A boys frame.  Ideally i'm looking for something under $200.  I guess I should educate myself more on these bikes. (I'm a prewar balloon guy that's branching out) Are there any goods books out there on this era of bikes?  I've learned a few things from the book American Bicycles and also from browsing the Copake site.  I've seen some cool smaller racer/track type frames with original paint and badges in this price range but I'm not sure how common that is. A fairly complete bike would be considered as well. Thanks.


----------



## ace (Apr 8, 2010)

I have an early 1890s boys frame with some extras on it but it's above your price range ($350). I also have a complete 1897 boys bike (no headbadge) with adjustable handle bars, cained seat, rat trap peddles, large sprocket, and wood wheels ($650).
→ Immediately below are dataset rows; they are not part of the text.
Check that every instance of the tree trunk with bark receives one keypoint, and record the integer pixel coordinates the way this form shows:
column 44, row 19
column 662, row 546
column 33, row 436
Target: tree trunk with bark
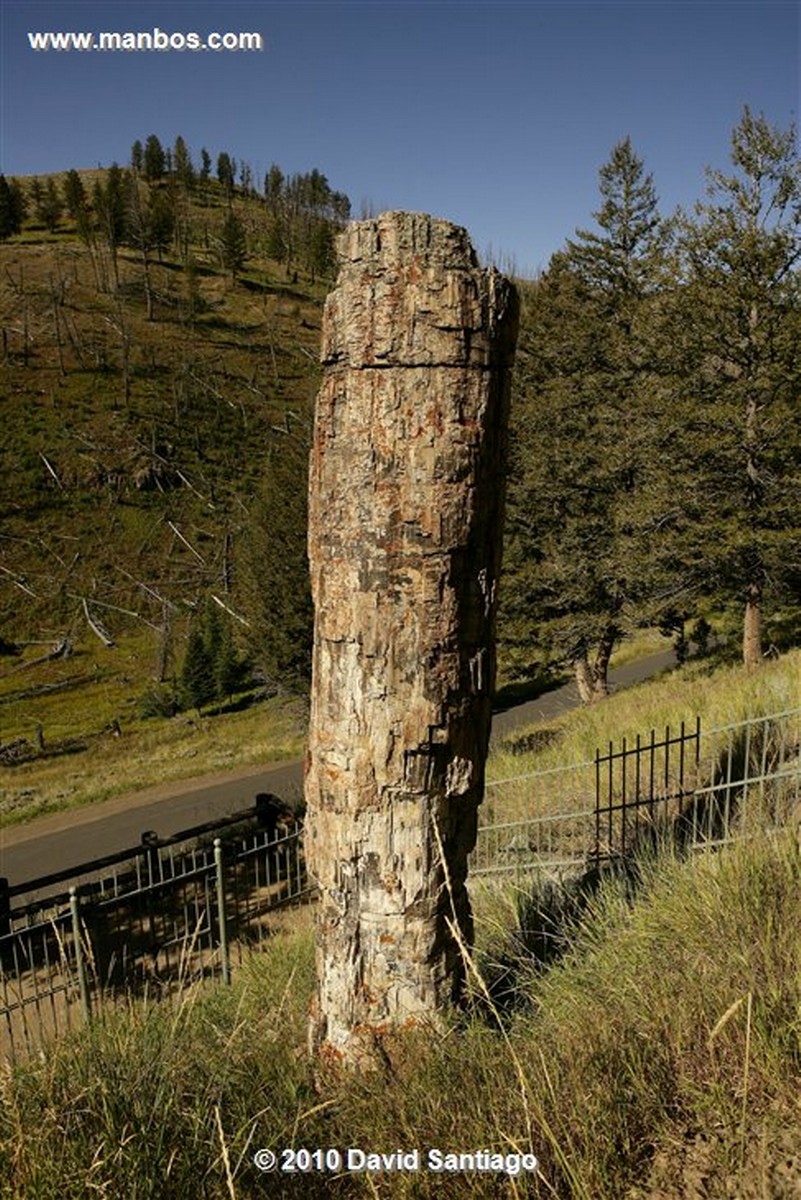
column 405, row 510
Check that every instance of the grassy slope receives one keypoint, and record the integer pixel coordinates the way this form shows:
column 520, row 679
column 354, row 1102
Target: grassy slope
column 661, row 1059
column 97, row 491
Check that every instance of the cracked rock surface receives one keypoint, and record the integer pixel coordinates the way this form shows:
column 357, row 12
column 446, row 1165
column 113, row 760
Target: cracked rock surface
column 405, row 510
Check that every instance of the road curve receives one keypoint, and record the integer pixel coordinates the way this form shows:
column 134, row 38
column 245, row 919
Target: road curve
column 67, row 839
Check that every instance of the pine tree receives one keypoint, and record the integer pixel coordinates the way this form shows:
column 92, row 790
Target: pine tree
column 582, row 466
column 182, row 163
column 49, row 205
column 109, row 204
column 12, row 208
column 233, row 246
column 226, row 173
column 272, row 565
column 155, row 162
column 735, row 333
column 197, row 675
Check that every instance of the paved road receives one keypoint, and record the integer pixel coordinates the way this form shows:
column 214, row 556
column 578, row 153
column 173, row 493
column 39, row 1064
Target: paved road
column 68, row 839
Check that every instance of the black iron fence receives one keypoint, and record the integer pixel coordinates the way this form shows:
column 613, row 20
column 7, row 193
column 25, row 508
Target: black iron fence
column 691, row 789
column 173, row 911
column 149, row 919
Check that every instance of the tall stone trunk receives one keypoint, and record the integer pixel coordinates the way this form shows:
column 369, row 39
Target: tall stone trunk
column 405, row 510
column 752, row 627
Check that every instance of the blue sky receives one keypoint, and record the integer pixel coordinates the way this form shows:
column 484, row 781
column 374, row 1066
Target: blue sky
column 492, row 114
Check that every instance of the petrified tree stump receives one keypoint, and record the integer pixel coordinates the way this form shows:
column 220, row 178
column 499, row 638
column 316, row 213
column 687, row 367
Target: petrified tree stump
column 405, row 510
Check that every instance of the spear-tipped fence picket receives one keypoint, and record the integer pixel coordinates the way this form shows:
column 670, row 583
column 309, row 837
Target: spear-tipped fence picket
column 692, row 789
column 151, row 918
column 172, row 911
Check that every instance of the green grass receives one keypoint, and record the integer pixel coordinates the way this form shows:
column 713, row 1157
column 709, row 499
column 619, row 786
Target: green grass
column 108, row 685
column 720, row 695
column 669, row 1036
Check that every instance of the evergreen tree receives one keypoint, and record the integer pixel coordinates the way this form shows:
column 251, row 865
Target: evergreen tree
column 226, row 173
column 273, row 186
column 198, row 672
column 109, row 204
column 735, row 333
column 49, row 205
column 233, row 245
column 12, row 208
column 182, row 163
column 155, row 162
column 227, row 666
column 580, row 479
column 272, row 565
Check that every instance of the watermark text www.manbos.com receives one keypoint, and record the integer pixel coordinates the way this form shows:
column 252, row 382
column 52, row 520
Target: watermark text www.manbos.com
column 143, row 42
column 356, row 1161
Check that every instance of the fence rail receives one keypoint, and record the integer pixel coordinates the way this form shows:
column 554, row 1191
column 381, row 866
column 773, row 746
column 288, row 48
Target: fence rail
column 150, row 918
column 694, row 787
column 168, row 912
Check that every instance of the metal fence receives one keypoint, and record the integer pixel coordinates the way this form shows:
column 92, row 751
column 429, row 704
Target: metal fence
column 690, row 787
column 150, row 919
column 166, row 913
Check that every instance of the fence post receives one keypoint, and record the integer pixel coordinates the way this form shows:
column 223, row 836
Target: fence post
column 5, row 907
column 83, row 987
column 221, row 912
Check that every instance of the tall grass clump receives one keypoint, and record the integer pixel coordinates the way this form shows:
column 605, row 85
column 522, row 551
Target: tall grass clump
column 668, row 1031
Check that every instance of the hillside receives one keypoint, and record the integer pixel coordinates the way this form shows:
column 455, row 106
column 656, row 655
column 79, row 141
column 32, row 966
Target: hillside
column 140, row 415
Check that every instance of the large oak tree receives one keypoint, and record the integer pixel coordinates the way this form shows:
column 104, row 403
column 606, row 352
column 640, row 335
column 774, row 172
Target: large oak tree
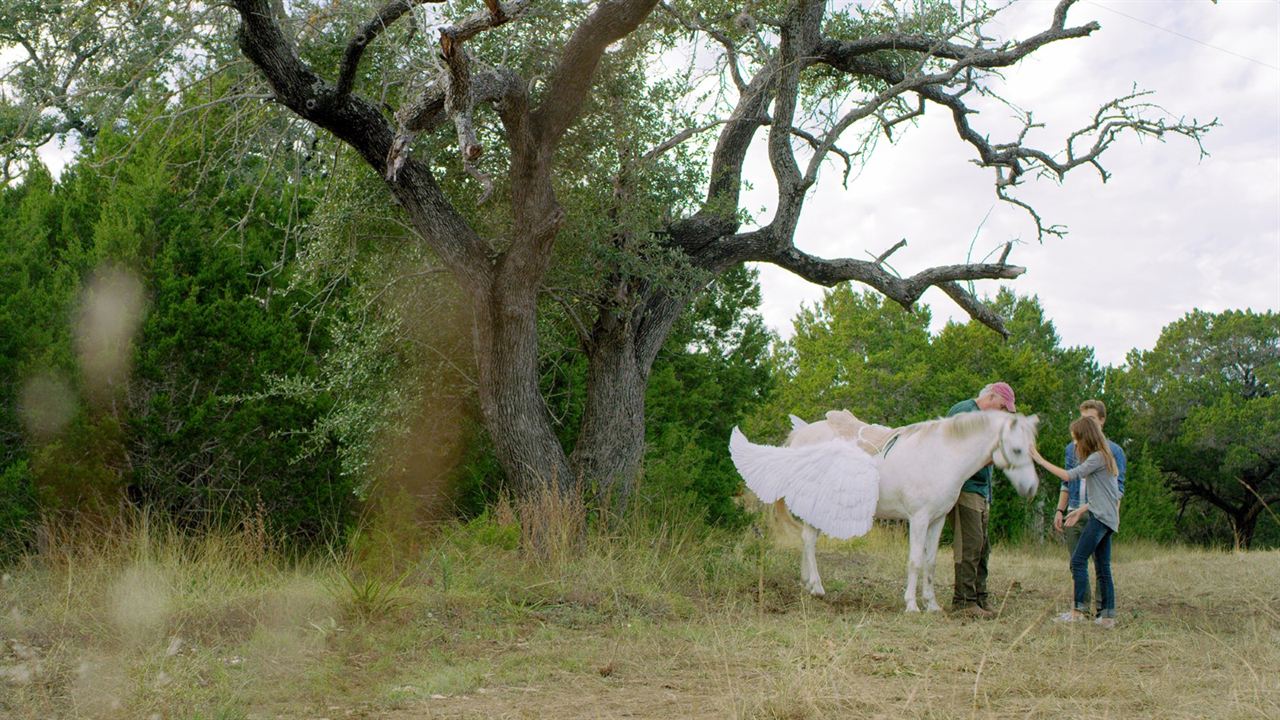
column 512, row 92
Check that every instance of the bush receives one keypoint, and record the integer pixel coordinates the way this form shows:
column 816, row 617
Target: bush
column 1148, row 509
column 17, row 509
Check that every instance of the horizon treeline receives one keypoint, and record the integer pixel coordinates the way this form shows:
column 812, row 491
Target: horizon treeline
column 260, row 338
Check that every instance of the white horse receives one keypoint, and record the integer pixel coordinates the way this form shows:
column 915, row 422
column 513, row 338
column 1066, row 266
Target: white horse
column 833, row 486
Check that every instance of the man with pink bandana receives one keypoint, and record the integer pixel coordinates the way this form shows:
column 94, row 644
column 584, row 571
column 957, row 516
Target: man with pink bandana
column 972, row 516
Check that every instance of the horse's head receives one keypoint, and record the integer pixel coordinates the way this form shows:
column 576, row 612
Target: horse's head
column 1014, row 454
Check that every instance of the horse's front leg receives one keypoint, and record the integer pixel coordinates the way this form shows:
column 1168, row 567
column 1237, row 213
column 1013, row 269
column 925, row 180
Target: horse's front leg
column 809, row 563
column 918, row 529
column 931, row 556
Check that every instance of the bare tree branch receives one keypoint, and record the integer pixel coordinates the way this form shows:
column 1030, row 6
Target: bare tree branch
column 384, row 18
column 571, row 80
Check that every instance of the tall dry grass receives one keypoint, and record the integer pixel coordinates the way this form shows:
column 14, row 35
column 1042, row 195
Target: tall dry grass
column 644, row 616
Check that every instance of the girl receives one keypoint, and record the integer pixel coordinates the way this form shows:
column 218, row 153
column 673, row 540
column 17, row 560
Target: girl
column 1101, row 499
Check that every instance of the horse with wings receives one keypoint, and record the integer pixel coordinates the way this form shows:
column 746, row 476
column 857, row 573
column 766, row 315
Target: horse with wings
column 836, row 482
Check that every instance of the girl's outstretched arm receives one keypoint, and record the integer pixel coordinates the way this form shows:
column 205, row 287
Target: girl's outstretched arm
column 1057, row 472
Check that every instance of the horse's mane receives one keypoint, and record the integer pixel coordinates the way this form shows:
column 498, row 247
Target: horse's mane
column 958, row 427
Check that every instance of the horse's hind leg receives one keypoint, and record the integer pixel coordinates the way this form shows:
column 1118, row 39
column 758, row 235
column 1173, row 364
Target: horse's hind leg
column 917, row 531
column 809, row 563
column 931, row 556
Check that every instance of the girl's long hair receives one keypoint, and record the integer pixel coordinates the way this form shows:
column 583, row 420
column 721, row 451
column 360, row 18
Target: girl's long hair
column 1089, row 440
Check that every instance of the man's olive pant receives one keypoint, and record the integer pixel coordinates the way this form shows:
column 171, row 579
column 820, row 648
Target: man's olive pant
column 969, row 519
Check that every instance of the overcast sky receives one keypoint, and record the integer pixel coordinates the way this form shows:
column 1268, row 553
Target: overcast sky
column 1168, row 233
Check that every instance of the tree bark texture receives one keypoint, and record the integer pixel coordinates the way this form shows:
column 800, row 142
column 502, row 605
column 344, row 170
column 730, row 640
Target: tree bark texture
column 503, row 277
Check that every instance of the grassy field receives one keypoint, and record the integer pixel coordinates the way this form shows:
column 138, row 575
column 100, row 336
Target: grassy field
column 652, row 621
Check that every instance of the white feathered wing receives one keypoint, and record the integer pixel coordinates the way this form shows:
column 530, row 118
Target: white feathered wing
column 833, row 486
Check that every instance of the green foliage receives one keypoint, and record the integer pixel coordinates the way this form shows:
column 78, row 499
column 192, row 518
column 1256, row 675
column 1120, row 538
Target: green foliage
column 1206, row 401
column 1150, row 509
column 218, row 324
column 18, row 509
column 712, row 372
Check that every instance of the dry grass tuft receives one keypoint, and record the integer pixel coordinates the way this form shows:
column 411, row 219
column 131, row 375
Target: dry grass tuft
column 647, row 619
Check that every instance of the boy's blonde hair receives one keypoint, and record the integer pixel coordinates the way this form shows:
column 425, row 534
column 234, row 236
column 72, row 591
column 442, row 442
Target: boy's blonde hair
column 1097, row 406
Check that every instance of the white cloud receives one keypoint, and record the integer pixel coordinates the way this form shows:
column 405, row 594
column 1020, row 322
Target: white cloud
column 1166, row 235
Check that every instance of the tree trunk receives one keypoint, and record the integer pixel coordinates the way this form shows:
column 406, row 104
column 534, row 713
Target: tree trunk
column 1243, row 525
column 515, row 413
column 609, row 446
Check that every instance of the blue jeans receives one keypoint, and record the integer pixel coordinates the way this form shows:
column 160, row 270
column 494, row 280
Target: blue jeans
column 1096, row 541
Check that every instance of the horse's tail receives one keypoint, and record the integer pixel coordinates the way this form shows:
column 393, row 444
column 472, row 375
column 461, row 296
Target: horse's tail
column 785, row 524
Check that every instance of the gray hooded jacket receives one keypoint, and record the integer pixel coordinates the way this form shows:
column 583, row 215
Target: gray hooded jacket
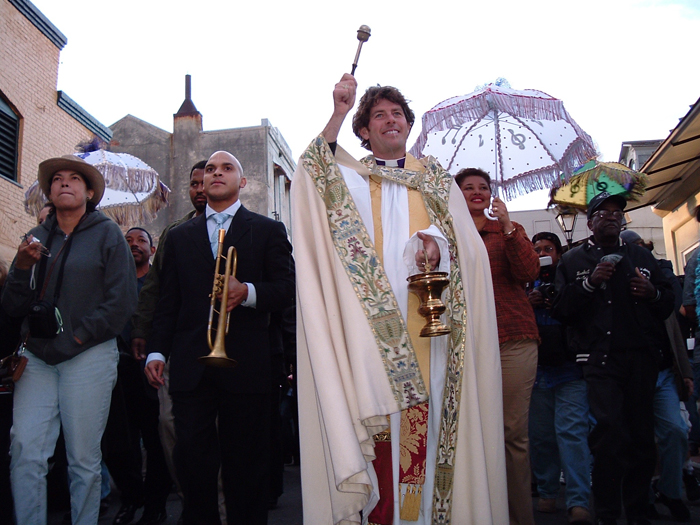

I like prewar balloon bikes and like to trade also. email me for pics if your interested. 
Thanks!
Ace


----------



## slowroller1842 (Apr 12, 2010)

Thanks ace. I'd love to see some pics.  PM sent.


----------



## ace (Apr 13, 2010)

1897 bike


----------



## ace (Apr 13, 2010)

1897 cained seat.


----------



## ace (Apr 13, 2010)

1897 Adjustable bars.


----------



## ohdeebee (May 18, 2010)

Also looking for an old safety bike. Mens. Preferably pre-1900 but am open to other options. Sorry about hijacking the post!


----------



## mre straightbar (May 18, 2010)

so im curious if we ike these bikes and want to stick with period correct parts does that mean we have to ride in period correct garb?


----------



## ohdeebee (May 19, 2010)

mre straightbar said:


> so im curious if we ike these bikes and want to stick with period correct parts does that mean we have to ride in period correct garb?




I'm working with a local seamstress to see what she can do about that little issue. It just seems like the right thing to do.


----------